Two oil tankers have been attacked in the Gulf of Oman, leaving one ablaze and both adrift, raising regional tensions a month after a similar incident involving four tankers.
The US navy’s fifth fleet said it was assisting the tankers, which issued distress calls near the strategic strait of Hormuz. The crew from both tankers were evacuated.
The attacks occurred along one of the world’s busiest oil routes, and the price of oil surged as the initial reports emerged on Thursday.
Tensions in the Gulf have been close to boiling point for weeks as the US puts pressure on Iran in an attempt to force Tehran to reopen talks about the 2015 nuclear deal, which the US pulled out of last year. In May four tankers were attacked off the coast of the United Arab Emirates. The US blamed those attacks on Iran – an accusation Tehran has denied.
The timing of Thursday’s attacks was especially sensitive because it came as the Japanese prime minister, Shinzo Abe, held talks with the Iranian leadership in Tehran in an effort to find a basis for discussions between the US and Iran. Japan’s trade ministry said the two oil tankers carried “Japan-related” cargo.
Front Altair was carrying 75,000 tonnes of naphtha, a petrochemical feedstock, when it was attacked, according to Taiwan’s state oil refiner CPC, which chartered the vessel. CPC said the boat had suffered a suspected torpedo attack but other reports suggested a mine attack was more likely. The vessel was on fire but afloat, said its operator Frontline, denying a report by the Iranian news agency IRNA that it had sunk.
The Kokuka Courageous was damaged in a suspected attack that breached the hull above the waterline while en route from Saudi Arabia to Singapore, Bernhard Schulte Shipmanagement said. “The ship is safely afloat,” it added.
Iranian state TV reported 44 crew had been evacuated from the tankers to an Iranian port.
“We’re not pointing to Iran, but we’re not ruling anything out at this time,” a US official said when asked if Iran was responsible. The UN secretary general António Guterres strongly condemned the attacks and said the world could not afford a major confrontation in the region.
The Iranian foreign minister, Mohammad Javad Zarif, described Thursday’s developments as “suspicious” and implied that the fault lay with a person or group trying to damage his country.
“Suspicious doesn’t begin to describe what likely transpired this morning,” he tweeted, adding that the incidents took place while Abe was meeting Iran’s supreme leader, Ayatollah Khamenei, “for extensive and friendly talks”.

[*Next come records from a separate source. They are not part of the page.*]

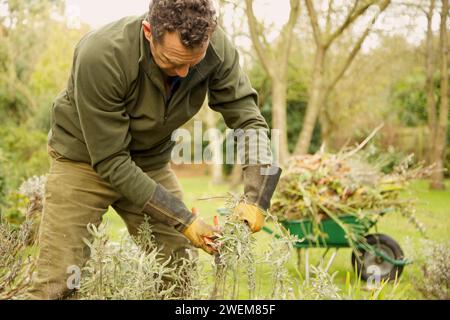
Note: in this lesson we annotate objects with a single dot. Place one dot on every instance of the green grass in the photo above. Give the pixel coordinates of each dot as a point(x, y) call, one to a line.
point(433, 211)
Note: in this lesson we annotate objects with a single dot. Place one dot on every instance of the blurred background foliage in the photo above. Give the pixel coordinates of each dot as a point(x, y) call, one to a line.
point(383, 84)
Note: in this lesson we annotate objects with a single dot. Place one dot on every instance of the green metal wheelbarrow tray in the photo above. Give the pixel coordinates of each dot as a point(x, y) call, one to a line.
point(373, 254)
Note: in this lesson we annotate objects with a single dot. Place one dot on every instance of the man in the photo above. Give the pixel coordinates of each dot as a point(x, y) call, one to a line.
point(134, 82)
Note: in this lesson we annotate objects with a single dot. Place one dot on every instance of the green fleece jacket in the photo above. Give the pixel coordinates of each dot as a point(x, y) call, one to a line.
point(113, 112)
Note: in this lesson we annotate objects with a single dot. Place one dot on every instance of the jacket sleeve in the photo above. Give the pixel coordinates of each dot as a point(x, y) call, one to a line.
point(231, 94)
point(99, 86)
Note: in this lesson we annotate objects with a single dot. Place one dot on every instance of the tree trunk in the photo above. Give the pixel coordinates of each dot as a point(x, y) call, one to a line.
point(431, 101)
point(441, 132)
point(316, 96)
point(279, 95)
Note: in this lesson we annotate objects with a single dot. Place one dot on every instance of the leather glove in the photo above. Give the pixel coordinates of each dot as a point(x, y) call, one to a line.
point(201, 235)
point(252, 215)
point(168, 209)
point(260, 182)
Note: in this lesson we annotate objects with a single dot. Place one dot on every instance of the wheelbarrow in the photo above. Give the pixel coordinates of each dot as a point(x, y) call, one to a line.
point(373, 255)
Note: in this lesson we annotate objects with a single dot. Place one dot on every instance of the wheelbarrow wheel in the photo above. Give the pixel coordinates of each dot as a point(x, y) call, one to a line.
point(369, 264)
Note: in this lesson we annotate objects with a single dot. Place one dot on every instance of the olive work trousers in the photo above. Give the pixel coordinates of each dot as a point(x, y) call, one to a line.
point(75, 196)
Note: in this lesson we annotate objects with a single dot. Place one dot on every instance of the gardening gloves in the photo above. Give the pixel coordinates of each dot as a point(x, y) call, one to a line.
point(166, 208)
point(260, 183)
point(201, 235)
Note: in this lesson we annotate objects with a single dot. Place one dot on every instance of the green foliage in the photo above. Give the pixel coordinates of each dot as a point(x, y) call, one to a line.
point(19, 145)
point(409, 99)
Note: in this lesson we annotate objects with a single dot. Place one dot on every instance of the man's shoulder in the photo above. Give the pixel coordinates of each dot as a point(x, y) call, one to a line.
point(221, 44)
point(118, 38)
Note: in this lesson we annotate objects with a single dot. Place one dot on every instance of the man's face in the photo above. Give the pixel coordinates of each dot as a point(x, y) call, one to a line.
point(171, 56)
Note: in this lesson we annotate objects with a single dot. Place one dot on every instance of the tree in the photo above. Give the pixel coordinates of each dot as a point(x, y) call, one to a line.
point(22, 36)
point(440, 140)
point(275, 63)
point(320, 88)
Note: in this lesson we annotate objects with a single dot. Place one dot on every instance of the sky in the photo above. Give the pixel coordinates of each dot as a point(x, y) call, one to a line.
point(100, 12)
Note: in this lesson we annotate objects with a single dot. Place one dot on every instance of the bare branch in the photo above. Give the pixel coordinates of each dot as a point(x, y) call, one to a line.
point(287, 34)
point(256, 36)
point(358, 45)
point(314, 22)
point(353, 14)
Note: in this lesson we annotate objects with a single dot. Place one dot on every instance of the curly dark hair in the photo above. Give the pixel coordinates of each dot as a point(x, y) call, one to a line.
point(194, 20)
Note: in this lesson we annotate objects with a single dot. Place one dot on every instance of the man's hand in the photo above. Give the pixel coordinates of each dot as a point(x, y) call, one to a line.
point(201, 235)
point(251, 214)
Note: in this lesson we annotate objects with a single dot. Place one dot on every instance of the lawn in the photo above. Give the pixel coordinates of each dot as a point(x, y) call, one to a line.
point(433, 211)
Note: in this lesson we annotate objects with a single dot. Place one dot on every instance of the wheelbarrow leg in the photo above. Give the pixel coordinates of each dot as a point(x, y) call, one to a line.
point(299, 258)
point(307, 266)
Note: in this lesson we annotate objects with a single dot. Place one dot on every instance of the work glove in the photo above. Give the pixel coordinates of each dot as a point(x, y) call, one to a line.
point(202, 235)
point(260, 183)
point(168, 209)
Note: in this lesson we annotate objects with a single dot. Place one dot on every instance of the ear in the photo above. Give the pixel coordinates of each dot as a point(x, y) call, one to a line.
point(147, 30)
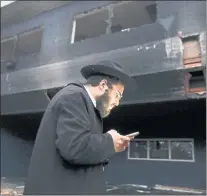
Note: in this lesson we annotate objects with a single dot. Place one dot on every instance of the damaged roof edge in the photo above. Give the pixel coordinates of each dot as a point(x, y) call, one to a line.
point(12, 13)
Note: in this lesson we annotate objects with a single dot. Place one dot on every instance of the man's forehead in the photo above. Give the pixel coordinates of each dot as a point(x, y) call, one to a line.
point(119, 87)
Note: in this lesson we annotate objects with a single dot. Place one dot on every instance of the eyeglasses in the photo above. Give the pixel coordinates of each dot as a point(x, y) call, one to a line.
point(118, 94)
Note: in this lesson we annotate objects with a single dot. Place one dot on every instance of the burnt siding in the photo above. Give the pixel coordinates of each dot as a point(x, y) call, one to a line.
point(15, 155)
point(172, 17)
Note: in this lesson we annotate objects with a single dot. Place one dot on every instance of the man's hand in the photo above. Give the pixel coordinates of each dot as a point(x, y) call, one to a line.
point(120, 141)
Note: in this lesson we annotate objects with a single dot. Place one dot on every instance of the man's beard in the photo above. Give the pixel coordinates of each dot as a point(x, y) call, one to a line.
point(102, 104)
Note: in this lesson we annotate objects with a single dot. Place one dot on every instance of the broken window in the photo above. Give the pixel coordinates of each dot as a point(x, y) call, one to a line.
point(113, 18)
point(29, 43)
point(195, 82)
point(191, 51)
point(159, 150)
point(7, 49)
point(162, 150)
point(138, 149)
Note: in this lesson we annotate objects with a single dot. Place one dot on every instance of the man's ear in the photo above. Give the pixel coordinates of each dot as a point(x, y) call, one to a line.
point(103, 85)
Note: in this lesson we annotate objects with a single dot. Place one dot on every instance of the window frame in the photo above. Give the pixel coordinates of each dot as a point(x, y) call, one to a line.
point(107, 6)
point(169, 149)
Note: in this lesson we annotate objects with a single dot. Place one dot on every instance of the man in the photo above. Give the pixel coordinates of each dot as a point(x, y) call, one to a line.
point(70, 150)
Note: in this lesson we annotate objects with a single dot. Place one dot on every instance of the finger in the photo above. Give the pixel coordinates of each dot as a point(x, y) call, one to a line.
point(124, 138)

An inquiry by the UAE into the attacks on 12 May found the sophisticated mines were used by state-like actors, but stopped short of blaming Iran or any other state as the culprit. The US national security adviser, John Bolton, said Iran was almost certainly involved. An alternative explanation is that the attacks were undertaken by Houthi rebels fighting the Saudi-led efforts to oust them from Yemen.
Iran has repeatedly said it had no knowledge of the attacks and had not instructed any surrogate forces to attack Gulf shipping or Saudi oil installations.
According to diplomatic sources, Abe had been hoping to broker talks between Trump and Iranian president, Hassan Rouhani, but Khamenei rejected the idea after meeting the Japanese prime minister.
“We have no doubt in [Abe’s] goodwill and seriousness; but regarding what you mentioned from US president, I don’t consider Trump as a person deserving to exchange messages with; I have no response for him and will not answer him,” a statement on Khamenei’s official Twitter account said.
Senior regional officials aligned to Iran and claiming knowledge of Khamenei’s approach to the standoff say he is adamantly opposed to discussions with Washington, or a proxy, from a perceived position of weakness. Khamanei and other Iranian leaders are understood to be wanting to enter any negotiation on their own terms, and see global energy security as a key point of leverage in Washington and Riyadh.
“If Iran is behind these attacks, it clearly shows that a US policy relying solely on coercion can backfire,” said Ali Vaez, senior Iran analyst and Iran Project Director for the International Crisis Group. Ilan Goldenberg, a former senior state department official said: “I’ve been saying for the past month that threat of war with Iran is overhyped. Not after today.”
In a sign of how the Yemen civil war and the wider US-Iranian tensions are becoming intertwined, Riyadh accused Tehran of ordering a Yemeni rebel missile strike that wounded 26 people at a Saudi airport on Wednesday.
Iran and the Yemeni rebels both follow branches of Shia Islam but Tehran has always denied providing more than moral support to the rebels. The rebels say missile and drone strikes against Saudi Arabia are one of the few ways they can retaliate after more than four years of bombing by the Saudi-led coalition, which has exacted a heavy civilian death toll in Yemen.